Inconsistent Team vs. Acuna Matata- Projection: Acuna Matata wins 8-5-1
Know that gif that I send to the group every once and awhile of the horse tripping over a large ball? That’s this matchup. What was once a theoretical matchup between two bonafide playoff teams has turned into a matchup between one team that’s completely out of the projected playoffs and another that is on the brink of being on the outside looking in. Very, very little has gone right for either of these teams this season. A combined ELEVEN players on the DL, this contest will be determined by whoever can manage to suck the least.

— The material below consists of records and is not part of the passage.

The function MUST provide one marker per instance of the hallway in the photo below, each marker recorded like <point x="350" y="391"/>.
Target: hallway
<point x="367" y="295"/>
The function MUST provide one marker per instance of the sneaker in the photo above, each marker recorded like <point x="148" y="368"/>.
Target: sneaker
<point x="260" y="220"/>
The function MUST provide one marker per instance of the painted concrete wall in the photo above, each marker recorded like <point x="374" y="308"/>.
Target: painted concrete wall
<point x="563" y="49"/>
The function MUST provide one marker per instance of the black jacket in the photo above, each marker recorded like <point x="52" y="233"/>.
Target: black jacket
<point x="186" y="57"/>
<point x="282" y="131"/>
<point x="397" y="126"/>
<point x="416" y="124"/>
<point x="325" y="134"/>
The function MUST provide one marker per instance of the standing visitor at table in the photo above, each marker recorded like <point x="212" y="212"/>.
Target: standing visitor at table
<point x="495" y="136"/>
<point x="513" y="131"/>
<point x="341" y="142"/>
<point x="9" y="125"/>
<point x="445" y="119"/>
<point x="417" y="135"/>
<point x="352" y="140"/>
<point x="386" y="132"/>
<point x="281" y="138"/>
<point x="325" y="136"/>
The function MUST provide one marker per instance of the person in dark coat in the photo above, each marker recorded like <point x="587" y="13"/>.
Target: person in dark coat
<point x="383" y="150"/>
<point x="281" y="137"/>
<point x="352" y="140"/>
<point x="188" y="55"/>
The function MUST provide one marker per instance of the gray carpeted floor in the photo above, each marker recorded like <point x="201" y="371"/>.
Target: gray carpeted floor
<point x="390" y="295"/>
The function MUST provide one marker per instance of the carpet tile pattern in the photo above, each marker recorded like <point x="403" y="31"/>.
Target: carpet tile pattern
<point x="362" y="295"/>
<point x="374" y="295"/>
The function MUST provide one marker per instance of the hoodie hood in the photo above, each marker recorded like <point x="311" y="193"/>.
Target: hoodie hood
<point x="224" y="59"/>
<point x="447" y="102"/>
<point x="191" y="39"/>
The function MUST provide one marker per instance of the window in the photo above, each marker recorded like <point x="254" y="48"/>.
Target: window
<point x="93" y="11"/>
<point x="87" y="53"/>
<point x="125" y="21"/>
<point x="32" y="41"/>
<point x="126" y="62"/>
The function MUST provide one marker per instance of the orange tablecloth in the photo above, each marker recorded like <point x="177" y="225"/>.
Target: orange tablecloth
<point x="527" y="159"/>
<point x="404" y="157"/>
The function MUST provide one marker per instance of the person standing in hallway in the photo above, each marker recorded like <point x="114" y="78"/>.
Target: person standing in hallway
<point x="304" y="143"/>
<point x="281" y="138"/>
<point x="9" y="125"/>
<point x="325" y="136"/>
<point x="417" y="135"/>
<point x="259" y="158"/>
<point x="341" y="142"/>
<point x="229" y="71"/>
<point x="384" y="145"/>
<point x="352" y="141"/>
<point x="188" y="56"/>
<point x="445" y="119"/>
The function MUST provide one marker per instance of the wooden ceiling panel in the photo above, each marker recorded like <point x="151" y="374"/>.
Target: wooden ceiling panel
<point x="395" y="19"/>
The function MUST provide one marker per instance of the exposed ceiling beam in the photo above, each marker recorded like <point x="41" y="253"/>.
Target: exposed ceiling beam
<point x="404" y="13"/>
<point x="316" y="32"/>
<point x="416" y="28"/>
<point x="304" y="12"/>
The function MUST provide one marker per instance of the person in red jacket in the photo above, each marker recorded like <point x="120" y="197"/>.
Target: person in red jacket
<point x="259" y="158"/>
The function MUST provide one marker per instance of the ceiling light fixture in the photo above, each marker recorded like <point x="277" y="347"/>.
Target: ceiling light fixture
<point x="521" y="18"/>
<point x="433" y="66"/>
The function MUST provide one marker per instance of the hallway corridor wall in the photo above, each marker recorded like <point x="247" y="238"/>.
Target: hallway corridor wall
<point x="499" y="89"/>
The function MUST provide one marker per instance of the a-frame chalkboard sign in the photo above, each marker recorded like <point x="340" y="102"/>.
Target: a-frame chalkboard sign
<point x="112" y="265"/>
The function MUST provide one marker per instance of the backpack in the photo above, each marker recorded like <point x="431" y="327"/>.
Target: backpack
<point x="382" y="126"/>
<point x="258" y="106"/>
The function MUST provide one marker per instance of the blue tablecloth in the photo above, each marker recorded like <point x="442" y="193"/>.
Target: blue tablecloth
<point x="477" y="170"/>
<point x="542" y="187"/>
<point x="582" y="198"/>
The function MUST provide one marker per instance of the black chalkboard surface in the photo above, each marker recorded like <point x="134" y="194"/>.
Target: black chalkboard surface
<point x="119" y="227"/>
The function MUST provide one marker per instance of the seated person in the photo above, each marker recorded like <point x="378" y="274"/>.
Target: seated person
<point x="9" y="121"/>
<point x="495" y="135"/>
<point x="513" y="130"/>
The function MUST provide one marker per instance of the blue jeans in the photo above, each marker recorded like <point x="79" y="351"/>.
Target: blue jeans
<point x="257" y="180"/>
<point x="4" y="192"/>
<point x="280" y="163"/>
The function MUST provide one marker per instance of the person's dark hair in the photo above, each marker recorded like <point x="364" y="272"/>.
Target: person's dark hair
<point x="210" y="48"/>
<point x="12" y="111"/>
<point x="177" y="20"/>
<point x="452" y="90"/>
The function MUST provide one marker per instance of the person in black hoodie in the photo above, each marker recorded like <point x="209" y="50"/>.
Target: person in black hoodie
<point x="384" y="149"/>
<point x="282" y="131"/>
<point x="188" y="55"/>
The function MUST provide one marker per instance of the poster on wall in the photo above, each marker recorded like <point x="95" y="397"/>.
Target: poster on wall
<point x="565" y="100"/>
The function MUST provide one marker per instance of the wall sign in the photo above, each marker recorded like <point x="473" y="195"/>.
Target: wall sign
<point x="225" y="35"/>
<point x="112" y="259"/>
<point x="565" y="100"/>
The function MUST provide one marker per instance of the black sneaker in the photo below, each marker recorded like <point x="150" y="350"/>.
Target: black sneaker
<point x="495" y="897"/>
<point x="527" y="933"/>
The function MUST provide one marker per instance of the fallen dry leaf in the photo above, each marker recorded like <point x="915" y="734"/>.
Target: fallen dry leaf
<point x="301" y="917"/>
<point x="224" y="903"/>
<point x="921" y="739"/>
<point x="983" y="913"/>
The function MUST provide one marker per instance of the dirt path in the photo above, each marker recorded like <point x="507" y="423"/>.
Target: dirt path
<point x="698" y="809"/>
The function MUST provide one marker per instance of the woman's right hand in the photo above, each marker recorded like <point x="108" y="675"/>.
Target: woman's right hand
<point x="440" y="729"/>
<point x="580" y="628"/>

Here’s a look at the season-long projections as they currently stand:
Rank | Team | Win | Loss | Tie | % | % ∆ | GB |
1 | Mookie Monsters | 197 | 94 | 17 | .677 | -.001 | — |
2 | South Correa | 178 | 110 | 20 | .618 | -.039 | 17.5 |
3 | The Disabled List | 160 | 131 | 17 | .550 | +.019 | 37 |
4 | Super Gurriel Bros | 159 | 136 | 13 | .539 | +.032 | 40 |
5 | A Krismas Story | 157 | 137 | 14 | .534 | E | 41.5 |
6 | Acuna Matata | 157 | 137 | 14 | .534 | -.059 | 41.5 |
7 | Inconsistent Team | 147 | 143 | 18 | .507 | -.071 | 49.5 |
8 | The Magnificent 7-7s | 150 | 147 | 11 | .505 | +.046 | 50 |
9 | Logan’s Heroes | 139 | 155 | 14 | .473 | +.014 | 59.5 |
10 | Sausage Party | 115 | 178 | 15 | .392 | +.018 | 83 |
11 | SeagerShine | 112 | 182 | 14 | .381 | +.054 | 86.5 |
12 | Joe Buck Yourself | 82 | 210 | 16 | .281 | -.029 | 115.5 |
Most Overperforming Team: SeagerShine (Now projected to win 16 more games than original projection)
Most Underperforming Team: Inconsistent Team (Now projected to win 23 fewer games than original projection)
To update you, on average, the season-long projections are currently nine games (in either direction) of each team’s projected win-loss-tie record.